• Una tumba zapoteca de 1400 años, localizada en los Valles Centrales de Oaxaca, en el sur de México.
Publicada: sábado, 24 de enero de 2026 11:09

México informó sobre el descubrimiento de una tumba zapoteca del año 600 d.C. en Oaxaca, clave para comprender la organización social y funeraria prehispánica.

La presidenta de México, Claudia Sheinbaum Pardo, anunció el viernes el descubrimiento arqueológico más relevante registrado en el país durante la última década: una tumba zapoteca fechada hacia el año 600 de nuestra era, localizada en los Valles Centrales de Oaxaca y hallada por especialistas del Instituto Nacional de Antropología e Historia (INAH), organismo dependiente de la Secretaría de Cultura.

Durante su conferencia matutina, la mandataria subrayó que el hallazgo destaca tanto por su extraordinario estado de conservación como por el aporte sustancial que ofrece al conocimiento de la organización social, los rituales funerarios y la cosmovisión de la civilización zapoteca. “Es una muestra contundente de la grandeza milenaria de México”, destacó.

El conjunto funerario comprende una compleja estructura arquitectónica decorada con elementos escultóricos, pintura mural, frisos y lápidas de piedra con inscripciones calendáricas, lo que lo sitúa entre los descubrimientos más significativos del patrimonio arqueológico nacional. En la entrada de la antecámara sobresale la figura de un búho —símbolo zapoteca asociado a la noche y la muerte— cuyo pico cubre el rostro estucado y policromado de un personaje masculino, interpretado como un posible ancestro venerado e invocado como intermediario ante las divinidades.

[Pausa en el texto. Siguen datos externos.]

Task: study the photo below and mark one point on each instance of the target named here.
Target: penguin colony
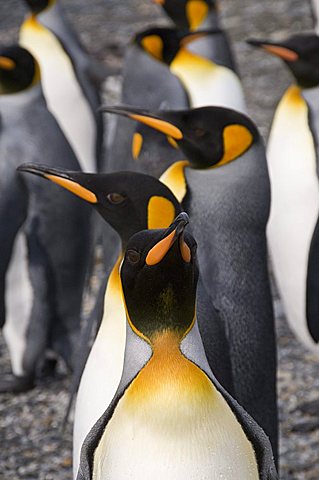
(180, 382)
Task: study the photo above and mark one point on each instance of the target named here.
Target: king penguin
(71, 79)
(170, 418)
(42, 271)
(129, 202)
(223, 185)
(293, 229)
(196, 15)
(205, 81)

El acceso a la tumba está flanqueado por jambas finamente labradas que representan a un hombre y una mujer ataviados con tocados y objetos rituales, figuras que podrían corresponder a guardianes simbólicos del recinto. En el dintel superior se conserva un friso integrado por lápidas grabadas con nombres calendáricos, reforzando el carácter ceremonial y ritual del espacio funerario.

En el interior de la cámara se preservan, en su ubicación original, fragmentos de una notable pintura mural policromada en tonos ocre, blanco, verde, rojo y azul. La escena muestra una procesión de personajes portando bolsas de copal y avanzando hacia la entrada, una iconografía vinculada a ceremonias funerarias y prácticas de ofrenda.

La secretaria de Cultura, Claudia Curiel de Icaza, señaló a través de las redes sociales que se trata de un hallazgo excepcional que permite profundizar en la comprensión de la complejidad social, artística y simbólica de la cultura zapoteca, y reafirmó el compromiso del gobierno federal con su estudio, conservación y difusión.

Actualmente, un equipo interdisciplinario del Centro INAH Oaxaca realiza trabajos de conservación y estabilización del inmueble, con especial atención a la pintura mural, cuyo estado es delicado debido a la presencia de raíces, insectos y variaciones ambientales. De forma paralela, se desarrollan estudios cerámicos, iconográficos, epigráficos y de antropología física para ampliar el conocimiento sobre los rituales y prácticas funerarias asociados al conjunto.

Por su calidad constructiva y riqueza decorativa, el recinto ha sido comparado con otros complejos funerarios zapotecos de alta relevancia en la región, consolidándose como una pieza clave para el entendimiento de la historia prehispánica de México.